To protect yourself, avoid using your real name or sharing sensitive documents like bank statements with any chatbot. It is also wise to stay logged out of social media while using these tools to prevent your identity from being linked to your chats. Above all, treat every conversation as if it could one day be public, and be extremely cautious of what you share.
Speaking to Hackread.com, James Wickett, CEO of DryRun Security, explained that these risks become very real once AI is used in actual products. He noted that the “recent AI chat app breach” was not a novel exploit, but a “familiar backend misconfiguration, made far more dangerous by the sensitivity of the data involved.”
“Prompt injection, data leakage, and insecure output handling stop being academic once AI systems are wired into real products, because at that point the model becomes just another untrusted actor in the system. Inputs are tainted, outputs are tainted, and the application has to enforce boundaries explicitly rather than assuming good behavior,” James added.
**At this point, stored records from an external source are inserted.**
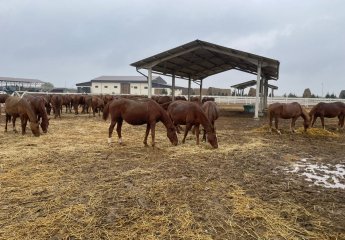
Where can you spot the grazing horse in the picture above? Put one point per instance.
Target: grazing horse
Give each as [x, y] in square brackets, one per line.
[19, 107]
[138, 113]
[191, 114]
[37, 104]
[328, 110]
[287, 111]
[56, 102]
[77, 100]
[97, 104]
[212, 112]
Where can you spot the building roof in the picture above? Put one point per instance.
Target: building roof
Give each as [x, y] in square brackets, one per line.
[132, 79]
[84, 84]
[249, 84]
[21, 80]
[199, 59]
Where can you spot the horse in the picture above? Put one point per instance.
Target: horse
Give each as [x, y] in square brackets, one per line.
[56, 102]
[328, 110]
[212, 112]
[138, 113]
[97, 103]
[76, 101]
[66, 101]
[16, 106]
[191, 114]
[205, 99]
[37, 104]
[287, 111]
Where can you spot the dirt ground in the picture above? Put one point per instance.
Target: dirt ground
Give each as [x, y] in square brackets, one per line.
[70, 184]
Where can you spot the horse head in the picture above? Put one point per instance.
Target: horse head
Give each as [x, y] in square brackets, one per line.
[212, 138]
[35, 128]
[171, 133]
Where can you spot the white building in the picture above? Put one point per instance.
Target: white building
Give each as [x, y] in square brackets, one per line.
[135, 85]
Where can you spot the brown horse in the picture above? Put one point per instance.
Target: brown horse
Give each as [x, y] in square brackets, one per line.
[56, 102]
[138, 113]
[191, 114]
[328, 110]
[76, 101]
[212, 112]
[287, 111]
[37, 104]
[19, 107]
[97, 104]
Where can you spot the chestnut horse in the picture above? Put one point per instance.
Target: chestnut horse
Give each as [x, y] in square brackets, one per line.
[212, 112]
[37, 104]
[328, 110]
[97, 104]
[191, 114]
[138, 113]
[19, 107]
[287, 111]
The recent AI chat app breach that exposed roughly 300 million private messages tied to 25 million users wasn’t a novel AI exploit; it was a familiar backend misconfiguration, made far more dangerous by the sensitivity of the data involved. This is the frontier of application security in 2026, where traditional appsec failures collide with AI systems at scale, and where most of the real risk is now concentrated,” he explained.